Wichtig für die Beurteilung der Neuheit ist, dass die reine Möglichkeit der Zugänglichkeit für die Öffentlichkeit bereits als neuheitsschädlich angesehen wird: So steht die Veröffentlichung einer Erfindung auf einer öffentlichen Messe einer späteren Patentanmeldung entgegen. Ebenso verhält sich dies, wenn der Öffentlichkeit bei einem Tag der offenen Tür prinzipiell Zugang zu einer noch nicht angemeldeten Erfindung gewährt wird. Letzteres ist jedoch im Allgemeinen nicht für die Prüfung während des Erteilungsverfahrens von Interesse, sondern spielt vielmehr eine Rolle, wenn ein erteiltes Patent von der Konkurrenz wegen mangelnder Rechtsbeständigkeit angegriffen wird.

Eine Problematik ergibt sich aus der keinesfalls unstrittigen Auslegung des Neuheitsbegriffs nach zwei Theorien:

a) Photographietheorie:
Nur wörtlich/expressis verbis im Stand der Technik offenbarte Merkmale einer Erfindung sind neuheitsschädlich.

b) Listentheorie:
Zusätzlich zu wörtlich im Stand der Technik offenbarten Merkmalen sieht die Listentheorie jegliche Merkmale als neuheitsschädlich an, die sich für einen Fachmann in naheliegender Weise ergeben, indem eine Merkmalsliste durch den Fachmann fortgesetzt wird.

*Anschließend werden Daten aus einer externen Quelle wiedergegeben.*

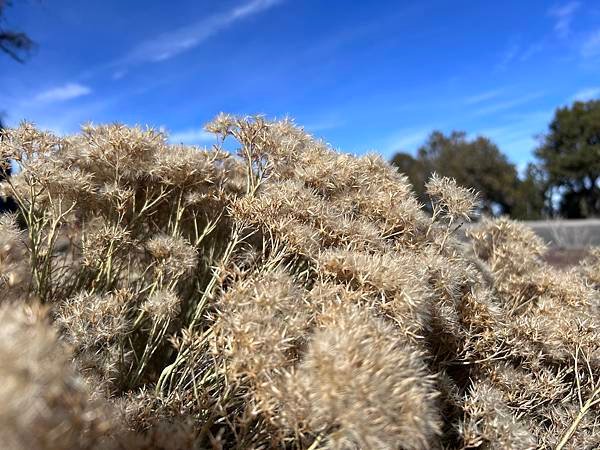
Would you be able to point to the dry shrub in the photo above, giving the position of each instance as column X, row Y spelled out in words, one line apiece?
column 284, row 295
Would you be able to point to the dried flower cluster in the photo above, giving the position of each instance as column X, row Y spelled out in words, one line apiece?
column 282, row 296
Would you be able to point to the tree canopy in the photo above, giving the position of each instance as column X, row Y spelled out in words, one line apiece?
column 476, row 163
column 16, row 44
column 570, row 158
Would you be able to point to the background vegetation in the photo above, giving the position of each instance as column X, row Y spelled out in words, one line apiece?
column 562, row 182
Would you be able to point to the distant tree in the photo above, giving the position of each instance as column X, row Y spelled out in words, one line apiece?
column 476, row 163
column 530, row 196
column 14, row 43
column 569, row 155
column 17, row 46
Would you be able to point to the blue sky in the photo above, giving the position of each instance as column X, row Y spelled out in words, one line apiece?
column 364, row 76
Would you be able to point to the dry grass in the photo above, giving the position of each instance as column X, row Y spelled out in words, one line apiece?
column 285, row 296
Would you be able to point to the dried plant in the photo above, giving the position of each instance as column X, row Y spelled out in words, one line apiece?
column 280, row 296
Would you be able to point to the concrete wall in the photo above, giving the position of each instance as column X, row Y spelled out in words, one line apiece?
column 568, row 233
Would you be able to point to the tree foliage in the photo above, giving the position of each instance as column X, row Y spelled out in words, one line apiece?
column 476, row 163
column 569, row 155
column 15, row 44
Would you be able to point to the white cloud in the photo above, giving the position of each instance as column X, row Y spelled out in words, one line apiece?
column 479, row 98
column 62, row 93
column 510, row 54
column 587, row 94
column 591, row 46
column 192, row 136
column 508, row 104
column 564, row 16
column 174, row 42
column 406, row 140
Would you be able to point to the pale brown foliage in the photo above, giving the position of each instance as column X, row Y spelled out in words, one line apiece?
column 286, row 296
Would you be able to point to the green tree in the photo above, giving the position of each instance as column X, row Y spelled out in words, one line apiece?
column 16, row 44
column 570, row 156
column 476, row 163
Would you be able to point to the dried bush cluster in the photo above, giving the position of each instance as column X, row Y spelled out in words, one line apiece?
column 285, row 296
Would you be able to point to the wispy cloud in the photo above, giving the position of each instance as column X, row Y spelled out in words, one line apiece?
column 484, row 96
column 174, row 42
column 586, row 94
column 564, row 16
column 406, row 140
column 591, row 45
column 192, row 136
column 61, row 93
column 507, row 104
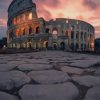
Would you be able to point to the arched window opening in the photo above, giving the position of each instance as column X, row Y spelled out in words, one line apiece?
column 30, row 30
column 62, row 46
column 23, row 31
column 37, row 30
column 72, row 34
column 66, row 33
column 47, row 30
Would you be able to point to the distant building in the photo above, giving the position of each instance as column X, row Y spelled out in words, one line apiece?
column 26, row 30
column 97, row 45
column 3, row 42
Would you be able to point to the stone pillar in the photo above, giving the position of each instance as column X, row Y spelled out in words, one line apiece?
column 79, row 41
column 50, row 42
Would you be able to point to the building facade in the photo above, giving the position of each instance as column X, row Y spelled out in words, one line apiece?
column 26, row 30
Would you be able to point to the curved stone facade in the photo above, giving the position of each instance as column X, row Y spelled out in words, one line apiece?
column 26, row 30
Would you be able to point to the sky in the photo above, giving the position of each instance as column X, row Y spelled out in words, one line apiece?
column 86, row 10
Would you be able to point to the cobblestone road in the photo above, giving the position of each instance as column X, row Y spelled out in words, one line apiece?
column 49, row 75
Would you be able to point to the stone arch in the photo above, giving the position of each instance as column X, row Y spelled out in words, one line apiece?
column 45, row 44
column 30, row 30
column 66, row 33
column 54, row 31
column 47, row 30
column 62, row 45
column 55, row 46
column 37, row 30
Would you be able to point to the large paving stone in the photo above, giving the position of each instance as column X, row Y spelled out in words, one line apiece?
column 87, row 80
column 6, row 67
column 36, row 61
column 66, row 91
column 49, row 76
column 16, row 63
column 71, row 70
column 35, row 67
column 93, row 94
column 5, row 96
column 9, row 80
column 84, row 63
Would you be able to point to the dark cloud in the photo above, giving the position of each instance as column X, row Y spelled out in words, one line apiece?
column 90, row 3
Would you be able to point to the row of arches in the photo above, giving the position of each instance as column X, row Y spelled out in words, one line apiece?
column 23, row 31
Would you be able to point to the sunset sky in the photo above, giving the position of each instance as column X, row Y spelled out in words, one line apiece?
column 87, row 10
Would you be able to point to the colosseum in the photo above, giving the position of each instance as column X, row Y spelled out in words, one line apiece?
column 26, row 30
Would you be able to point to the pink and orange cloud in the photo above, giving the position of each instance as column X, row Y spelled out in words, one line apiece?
column 87, row 10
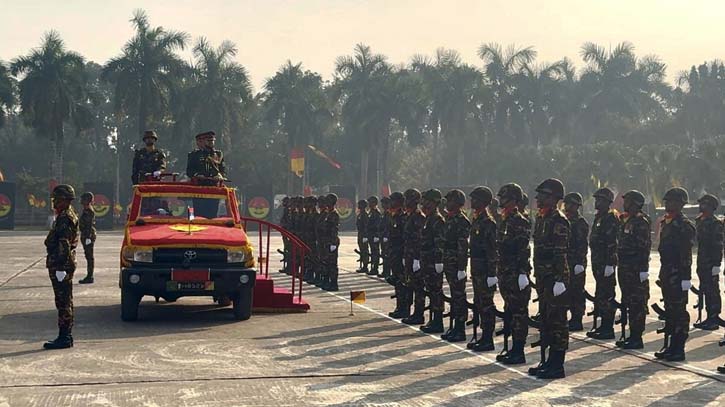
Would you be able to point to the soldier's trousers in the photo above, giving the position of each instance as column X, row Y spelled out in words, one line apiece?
column 433, row 283
column 459, row 306
column 63, row 292
column 364, row 253
column 678, row 319
column 483, row 295
column 605, row 291
column 635, row 296
column 516, row 303
column 576, row 285
column 710, row 288
column 554, row 325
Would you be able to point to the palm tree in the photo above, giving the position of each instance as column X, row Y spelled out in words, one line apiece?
column 51, row 92
column 295, row 102
column 219, row 89
column 145, row 71
column 365, row 92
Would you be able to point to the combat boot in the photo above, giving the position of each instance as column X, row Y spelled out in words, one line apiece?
column 555, row 368
column 459, row 332
column 63, row 341
column 435, row 325
column 516, row 355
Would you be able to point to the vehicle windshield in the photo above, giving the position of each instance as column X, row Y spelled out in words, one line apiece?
column 165, row 207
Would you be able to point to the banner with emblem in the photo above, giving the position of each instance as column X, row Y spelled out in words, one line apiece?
column 345, row 205
column 7, row 205
column 103, row 201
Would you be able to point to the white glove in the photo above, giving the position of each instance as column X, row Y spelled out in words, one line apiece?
column 686, row 285
column 60, row 275
column 523, row 281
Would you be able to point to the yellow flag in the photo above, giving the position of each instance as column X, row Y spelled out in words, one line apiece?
column 357, row 297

c) Beispiel zur Verdeutlichung:
Erfindung: Chemisches Verfahren unter Verwendung von Brom.
Stand der Technik: Ansonsten identisches chemisches Verfahren unter Verwendung von Chlor und/oder Iod.
Photographietheorie: Nicht neuheitsschädlich.
Listentheorie: Neuheitsschädlich.

Begründung: Durch die Verwendung von Brom grenzt sich das Verfahren gemäß der Photographietheorie vom Stand der Technik ab, das Verfahren ist demnach neu. Nach der Listentheorie erkennt der hypothetische Fachmann in Chlor und Iod beim Verfahren aus dem Stand der Technik Halogene und schlussfolgert, dass dieses Verfahren durch Verwendung irgendeines Halogens anwendbar ist. Da Brom in die Reihe der Halogene fällt, ist dies für den Fachmann kein neues Merkmal und somit ist der Stand der Technik neuheitsschädlich.

Um Problematiken hieraus weitestgehend zu vermeiden, wird typischerweise die Photographietheorie angewendet. Die Listentheorie findet ihre Anwendung in der anschließenden Prüfung der erfinderischen Tätigkeit.

Abgesehen von diesem Neuheitsbegriff existiert bei der Patentierbarkeit von Stoffen und Geräten für medizinische Verfahren ein eigener Neuheitsbegriff. In diesem Fall richtet sich die Neuheit nach der medizinischen Indikation. Es kann beispielsweise ein Patent für ein Arzneimittel zur Anwendung in einem Behandlungsverfahren einer Krankheit „X“ (erste medizinische Indikation) erteilt werden. Davon losgelöst kann dasselbe Arzneimittel zur Anwendung in einem Behandlungsverfahren einer Krankheit „Y“ (zweite medizinische Indikation) ebenfalls patentfähig sein. Wichtig ist dabei, dass die jeweilige medizinische Indikation vor Anmeldung des Patents nicht offenbart wurde – sie darf nicht aus einer früheren medizinischen Indikation hervorgehen. Die medizinische Indikation ist nicht auf erste und zweite med. Indikation beschränkt. Bei vielseitigen Medikamenten sind durchaus weitere medizinische Indikationen denkbar.